当金钰他们前脚进家门,鑫良和磊良后脚也进了金钰家的门,好在他们把孩子们打发回家了。王老太看见他们,故意将金钰拉到一边,忍住笑,有意无意地问:“你咋把他们带了,这件事不能让他们知道。你让他们走,我不想见他们。”
“姑,有理不打上门客,来了都是客人,我咋能打发人家回去,什么事情,火急火燎的。”
“我在电视上看见一个玉镯子,卖了一百万,我那个……”王老太回头看客厅里的人,拉着金钰的手,进了自己的卧室,关上卧室门。
王老太和金钰关上门之后,两个人都忍不住地笑了。金钰向王老太竖起大拇指,表示王老太演得不错。王老太和金钰在屋里笑个不停,但让趴在门外偷听的小巧和红梅,听到的是窃窃私语的交谈声,她们压根就听不见屋里说什么。急得将耳朵使劲往门缝贴。
为他们端茶倒水的小帅,看见表舅妈们的滑稽表现,忍不住笑出声来,小帅这么一笑,倒是让小巧和红梅,不好意思了,尴尬地站在那里,不知道何去何从。小帅将茶水放在茶几上,然后走到王老太的卧室门,落落大方地打开王老太卧室门:“妈妈,你和我姑奶奶,这样做不对了,一家人弄得那么生分干嘛,有什么事,不能当着大家的面说?”小帅的话,正好说到小巧和红梅的心里,这俩人感激地看着小帅。
金钰和王老太,也表现出不好意思的神情,两人又回到客厅里,坐定后,王老太环视了一下,她的两个儿子,两个儿媳妇,这四个人猴急猴急地期盼着王老太能赶紧说出玉镯子的事情。王老太就是不开口,满脸笑容地坐在那里看电视。
“妈,最近比较忙,年底了,我们这些搞家政保洁的人,一年就靠这几天,就没来看你。”红梅先开口,打破这尴尬,想让王老太赶紧说出镯子的事情。

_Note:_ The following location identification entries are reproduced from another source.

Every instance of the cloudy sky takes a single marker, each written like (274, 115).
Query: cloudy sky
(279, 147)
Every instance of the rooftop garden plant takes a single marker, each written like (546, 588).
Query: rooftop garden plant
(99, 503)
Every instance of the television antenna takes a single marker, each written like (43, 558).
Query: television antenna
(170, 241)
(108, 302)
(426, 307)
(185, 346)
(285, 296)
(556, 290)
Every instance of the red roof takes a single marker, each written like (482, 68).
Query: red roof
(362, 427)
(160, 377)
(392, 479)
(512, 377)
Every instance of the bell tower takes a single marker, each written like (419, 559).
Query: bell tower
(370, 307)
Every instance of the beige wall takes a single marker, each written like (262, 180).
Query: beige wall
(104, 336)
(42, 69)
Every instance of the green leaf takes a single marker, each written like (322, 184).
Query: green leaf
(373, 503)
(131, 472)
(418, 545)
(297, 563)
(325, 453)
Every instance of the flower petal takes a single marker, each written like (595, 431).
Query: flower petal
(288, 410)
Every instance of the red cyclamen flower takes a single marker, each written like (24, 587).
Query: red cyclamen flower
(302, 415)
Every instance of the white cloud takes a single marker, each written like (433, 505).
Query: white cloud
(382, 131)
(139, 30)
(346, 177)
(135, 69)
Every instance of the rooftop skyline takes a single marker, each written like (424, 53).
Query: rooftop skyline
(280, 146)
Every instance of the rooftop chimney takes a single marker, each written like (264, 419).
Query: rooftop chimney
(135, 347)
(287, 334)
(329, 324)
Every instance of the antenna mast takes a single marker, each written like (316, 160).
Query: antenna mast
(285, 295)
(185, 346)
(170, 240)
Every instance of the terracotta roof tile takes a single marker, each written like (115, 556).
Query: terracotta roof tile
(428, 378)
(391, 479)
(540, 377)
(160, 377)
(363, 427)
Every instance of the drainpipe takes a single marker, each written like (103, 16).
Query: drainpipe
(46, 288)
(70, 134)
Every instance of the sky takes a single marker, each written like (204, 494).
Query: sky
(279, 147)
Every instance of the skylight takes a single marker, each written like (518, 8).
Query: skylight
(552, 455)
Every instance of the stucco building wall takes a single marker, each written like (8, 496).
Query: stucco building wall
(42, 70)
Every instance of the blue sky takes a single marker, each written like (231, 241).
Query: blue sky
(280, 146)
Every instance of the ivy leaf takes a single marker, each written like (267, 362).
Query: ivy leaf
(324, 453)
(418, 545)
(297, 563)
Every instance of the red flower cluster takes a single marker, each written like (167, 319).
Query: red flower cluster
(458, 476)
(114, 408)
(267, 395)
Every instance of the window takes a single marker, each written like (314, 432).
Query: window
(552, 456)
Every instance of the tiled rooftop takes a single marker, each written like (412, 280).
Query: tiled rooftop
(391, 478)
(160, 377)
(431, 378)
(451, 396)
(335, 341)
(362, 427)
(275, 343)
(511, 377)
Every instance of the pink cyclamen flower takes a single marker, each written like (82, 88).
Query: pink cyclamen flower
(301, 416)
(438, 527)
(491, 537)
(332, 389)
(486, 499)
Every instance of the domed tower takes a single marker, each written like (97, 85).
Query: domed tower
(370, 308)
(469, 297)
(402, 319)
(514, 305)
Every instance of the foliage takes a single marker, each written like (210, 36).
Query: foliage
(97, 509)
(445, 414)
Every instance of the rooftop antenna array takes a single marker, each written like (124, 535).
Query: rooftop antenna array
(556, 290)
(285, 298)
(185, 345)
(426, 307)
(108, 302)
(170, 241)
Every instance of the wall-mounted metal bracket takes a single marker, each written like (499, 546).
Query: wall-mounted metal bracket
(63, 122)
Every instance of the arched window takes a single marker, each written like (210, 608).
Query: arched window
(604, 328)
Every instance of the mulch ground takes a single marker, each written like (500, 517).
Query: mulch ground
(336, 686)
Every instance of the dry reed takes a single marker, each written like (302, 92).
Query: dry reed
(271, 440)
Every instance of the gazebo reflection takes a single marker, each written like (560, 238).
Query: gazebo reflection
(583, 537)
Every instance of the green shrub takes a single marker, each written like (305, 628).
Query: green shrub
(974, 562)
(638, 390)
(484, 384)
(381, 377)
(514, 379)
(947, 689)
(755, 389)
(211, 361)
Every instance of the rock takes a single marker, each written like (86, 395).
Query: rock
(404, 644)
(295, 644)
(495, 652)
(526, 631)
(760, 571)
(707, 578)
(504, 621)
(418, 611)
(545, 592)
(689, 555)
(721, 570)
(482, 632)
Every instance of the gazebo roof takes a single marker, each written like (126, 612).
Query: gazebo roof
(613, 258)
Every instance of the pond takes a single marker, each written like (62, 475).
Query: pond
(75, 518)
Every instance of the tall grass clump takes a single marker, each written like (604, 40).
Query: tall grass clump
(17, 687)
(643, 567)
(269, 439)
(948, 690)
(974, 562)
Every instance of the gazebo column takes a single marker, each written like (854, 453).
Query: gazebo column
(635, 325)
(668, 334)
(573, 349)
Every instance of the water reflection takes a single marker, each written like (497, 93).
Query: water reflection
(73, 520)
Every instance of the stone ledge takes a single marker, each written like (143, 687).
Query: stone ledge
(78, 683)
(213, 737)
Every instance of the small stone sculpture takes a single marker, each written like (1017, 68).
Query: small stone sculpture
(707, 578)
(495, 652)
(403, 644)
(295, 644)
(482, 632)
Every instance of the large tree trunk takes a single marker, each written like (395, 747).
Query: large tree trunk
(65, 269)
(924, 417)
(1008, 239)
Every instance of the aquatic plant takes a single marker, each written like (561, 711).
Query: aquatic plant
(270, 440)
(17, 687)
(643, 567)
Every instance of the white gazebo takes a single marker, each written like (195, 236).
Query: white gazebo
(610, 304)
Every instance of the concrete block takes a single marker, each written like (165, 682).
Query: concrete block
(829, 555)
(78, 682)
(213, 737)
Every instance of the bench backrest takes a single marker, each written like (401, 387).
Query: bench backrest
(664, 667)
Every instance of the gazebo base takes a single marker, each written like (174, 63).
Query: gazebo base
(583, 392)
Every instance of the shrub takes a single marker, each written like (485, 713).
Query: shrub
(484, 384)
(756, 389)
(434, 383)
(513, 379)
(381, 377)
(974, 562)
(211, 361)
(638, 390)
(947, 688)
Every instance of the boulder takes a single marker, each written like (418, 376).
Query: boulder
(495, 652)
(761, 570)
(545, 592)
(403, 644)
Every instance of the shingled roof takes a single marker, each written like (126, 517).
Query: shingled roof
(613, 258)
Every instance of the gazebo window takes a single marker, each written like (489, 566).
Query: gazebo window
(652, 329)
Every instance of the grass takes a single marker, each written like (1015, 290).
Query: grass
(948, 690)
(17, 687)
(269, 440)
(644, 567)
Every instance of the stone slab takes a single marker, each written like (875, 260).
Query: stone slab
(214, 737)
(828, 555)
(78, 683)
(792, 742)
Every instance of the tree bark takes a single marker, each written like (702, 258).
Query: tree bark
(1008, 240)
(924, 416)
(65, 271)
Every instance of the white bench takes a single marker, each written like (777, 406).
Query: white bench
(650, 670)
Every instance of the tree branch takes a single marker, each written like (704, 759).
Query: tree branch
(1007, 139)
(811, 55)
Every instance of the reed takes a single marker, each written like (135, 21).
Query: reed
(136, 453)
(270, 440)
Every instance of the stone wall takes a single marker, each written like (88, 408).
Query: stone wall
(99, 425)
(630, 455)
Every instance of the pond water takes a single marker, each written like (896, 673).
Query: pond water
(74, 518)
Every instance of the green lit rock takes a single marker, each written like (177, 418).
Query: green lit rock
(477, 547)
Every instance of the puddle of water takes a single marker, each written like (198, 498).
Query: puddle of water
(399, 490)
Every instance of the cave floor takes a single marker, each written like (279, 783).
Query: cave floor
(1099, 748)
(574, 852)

王老太看都不看她一眼,更不理她,只是看电视。这种场面僵持了有二十分钟,他们没一个人要走之意。刘健看着他们要弄个水落石出的态度,就问王老太:“老姑,到底怎么回事,大家都是一家人,什么玉镯子,拿出来让大家看看。”
“就是啊,妈,我们好歹还是王家的人,也是你的儿子、儿媳妇,有啥不能让我们知道的?”红梅到底念过几年书,比小巧说话好听。
叽叽喳喳的小巧,今晚,却是哑口无声地坐在那里,偷偷地观察王老太的表情,看王老太说得是真是假。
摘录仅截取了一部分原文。